Carol Phillips

Carol Phillips

B.E.S., B.Arch., OAA (BCDS), AAA, AIBC, NSAA, FRAIC, LEED AP, SCUP

Partner

carol@mtarch.com
416 925 4484 x129

Carol Phillips is a design leader and Partner at Moriyama Teshima Architects. For 15 years she has lead some of the firm’s most valued civic, cultural and educational buildings. She brings a passionate drive for gracefully powerful architectural solutions developed over 30 years of working across Canada and abroad. Carol immediately distinguished herself at MTA with her first completed project, the beautiful award-winning Multi-Faith Centre at the University of Toronto. This centre continues to serve diverse communities with grace, accommodating inclusivity and intercultural understanding – underlying principles that inform all of Carol’s projects.

Carol’s civic projects include Surrey City Hall and Plaza, the Guelph Civic Administration Complex, and Ottawa’s new Parliament Hill Visitor Welcome Centre. Her portfolio also includes notable Toronto projects such as the Toronto Reference Library Revitalization, Goldring Student Centre at University of Toronto, and the Toronto Metropolitan University Centre for Urban Innovation. Carol is currently Partner in Charge of our most sustainably ambitious mass timber projects, George Brown College’s Limberlost Place (Previously: The Arbour) in partnership with Acton Ostry Architects and the Headquarters for the Ontario Secondary School Teachers Federation.
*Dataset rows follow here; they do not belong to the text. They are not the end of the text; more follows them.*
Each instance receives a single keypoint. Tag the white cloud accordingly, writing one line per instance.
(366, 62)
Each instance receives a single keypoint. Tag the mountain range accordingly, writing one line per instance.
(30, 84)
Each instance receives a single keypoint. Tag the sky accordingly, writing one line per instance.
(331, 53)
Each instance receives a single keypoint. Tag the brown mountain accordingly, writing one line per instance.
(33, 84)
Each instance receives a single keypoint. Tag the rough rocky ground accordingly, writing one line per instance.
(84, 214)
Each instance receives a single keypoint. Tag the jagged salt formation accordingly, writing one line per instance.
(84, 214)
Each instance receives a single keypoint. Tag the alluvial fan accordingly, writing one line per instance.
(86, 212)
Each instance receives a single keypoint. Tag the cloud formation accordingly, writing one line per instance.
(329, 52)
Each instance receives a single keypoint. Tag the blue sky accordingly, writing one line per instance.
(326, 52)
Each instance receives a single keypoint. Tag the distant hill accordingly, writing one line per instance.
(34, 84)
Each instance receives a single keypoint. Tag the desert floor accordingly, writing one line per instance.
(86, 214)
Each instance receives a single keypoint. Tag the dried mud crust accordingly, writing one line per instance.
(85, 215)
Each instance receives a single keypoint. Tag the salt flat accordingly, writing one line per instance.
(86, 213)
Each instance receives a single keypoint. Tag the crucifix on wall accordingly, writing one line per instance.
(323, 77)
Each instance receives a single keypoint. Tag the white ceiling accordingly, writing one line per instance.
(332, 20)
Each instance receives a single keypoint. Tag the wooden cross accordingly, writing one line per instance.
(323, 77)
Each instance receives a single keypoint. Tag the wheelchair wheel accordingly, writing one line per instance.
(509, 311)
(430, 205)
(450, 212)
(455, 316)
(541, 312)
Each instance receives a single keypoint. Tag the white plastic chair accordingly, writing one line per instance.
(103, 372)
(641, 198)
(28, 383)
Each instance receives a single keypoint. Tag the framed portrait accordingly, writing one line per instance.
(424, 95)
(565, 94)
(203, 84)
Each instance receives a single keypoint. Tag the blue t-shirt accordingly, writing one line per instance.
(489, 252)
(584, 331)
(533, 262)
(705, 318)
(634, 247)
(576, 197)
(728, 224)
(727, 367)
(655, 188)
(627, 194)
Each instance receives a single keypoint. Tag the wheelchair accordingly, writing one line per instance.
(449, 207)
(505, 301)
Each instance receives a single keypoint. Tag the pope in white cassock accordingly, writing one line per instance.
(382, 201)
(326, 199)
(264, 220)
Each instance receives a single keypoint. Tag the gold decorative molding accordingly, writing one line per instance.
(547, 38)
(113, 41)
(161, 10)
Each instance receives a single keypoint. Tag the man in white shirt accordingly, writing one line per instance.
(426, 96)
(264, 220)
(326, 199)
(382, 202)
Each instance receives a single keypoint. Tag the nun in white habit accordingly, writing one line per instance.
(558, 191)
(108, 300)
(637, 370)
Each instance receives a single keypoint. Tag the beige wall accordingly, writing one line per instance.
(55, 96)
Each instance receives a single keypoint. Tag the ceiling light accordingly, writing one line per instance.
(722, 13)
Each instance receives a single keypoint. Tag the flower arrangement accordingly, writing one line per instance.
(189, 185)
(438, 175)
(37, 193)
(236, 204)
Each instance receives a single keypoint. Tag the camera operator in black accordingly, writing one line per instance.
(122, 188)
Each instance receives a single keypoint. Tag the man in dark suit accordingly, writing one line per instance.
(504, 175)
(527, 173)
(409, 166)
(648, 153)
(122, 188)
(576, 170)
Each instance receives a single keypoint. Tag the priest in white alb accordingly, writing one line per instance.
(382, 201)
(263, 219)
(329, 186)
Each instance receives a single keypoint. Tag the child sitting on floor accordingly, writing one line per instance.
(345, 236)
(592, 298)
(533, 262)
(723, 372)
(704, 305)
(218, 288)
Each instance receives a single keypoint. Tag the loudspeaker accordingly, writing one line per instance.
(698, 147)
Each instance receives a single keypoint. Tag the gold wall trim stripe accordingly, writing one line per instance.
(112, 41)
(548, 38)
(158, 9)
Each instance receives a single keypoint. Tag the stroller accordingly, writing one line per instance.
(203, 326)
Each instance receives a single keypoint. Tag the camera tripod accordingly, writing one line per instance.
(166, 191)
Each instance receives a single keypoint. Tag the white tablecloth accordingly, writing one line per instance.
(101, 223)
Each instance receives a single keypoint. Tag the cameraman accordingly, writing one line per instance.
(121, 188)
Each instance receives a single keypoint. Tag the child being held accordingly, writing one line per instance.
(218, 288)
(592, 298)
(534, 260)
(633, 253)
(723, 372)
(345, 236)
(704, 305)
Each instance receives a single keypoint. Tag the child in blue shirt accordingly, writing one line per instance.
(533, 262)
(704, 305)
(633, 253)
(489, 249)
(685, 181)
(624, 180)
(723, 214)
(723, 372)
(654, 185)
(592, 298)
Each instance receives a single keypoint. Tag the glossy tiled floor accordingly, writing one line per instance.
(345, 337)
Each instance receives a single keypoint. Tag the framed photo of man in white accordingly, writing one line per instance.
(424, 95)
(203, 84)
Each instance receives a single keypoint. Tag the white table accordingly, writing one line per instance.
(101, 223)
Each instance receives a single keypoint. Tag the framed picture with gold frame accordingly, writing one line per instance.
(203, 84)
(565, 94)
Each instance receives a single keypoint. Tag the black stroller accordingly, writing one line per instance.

Known for her exceptional presentation skills and her ability to gain broad support for her projects, Carol is adept at stakeholder engagement and promoting designs in ways that result in wide-scale consensus and public as well as fundraising project support. Projects under Carol’s design leadership have won numerous national and international design excellence awards, including distinctions celebrating innovation, heritage preservation and exceptional sustainability. In the design community, Carol sits on various design review panels which include Toronto Community Housing Corporation, and the City of Markham, as well as two advisory panels, Building Equality in Architecture Toronto (BEAT), and the professional panel on the new architectural engineering program at the University of Waterloo. Her service to the community also extends to education, serving as visiting instructor and external thesis reviewer at several schools of architecture at the graduate level. Additionally, she regularly shares knowledge with the design community in an effort to advance our collective journey to a low carbon future. A Fellow of the Royal Architectural Institute of Canada, her design talent and collaborative skills allow her to set or advance the design vision at any phase of a building project. Applying her exceptional and versatile design leadership to projects of varying building programmes, she reinforces the principles of generous, inspiring spaces that serve their communities.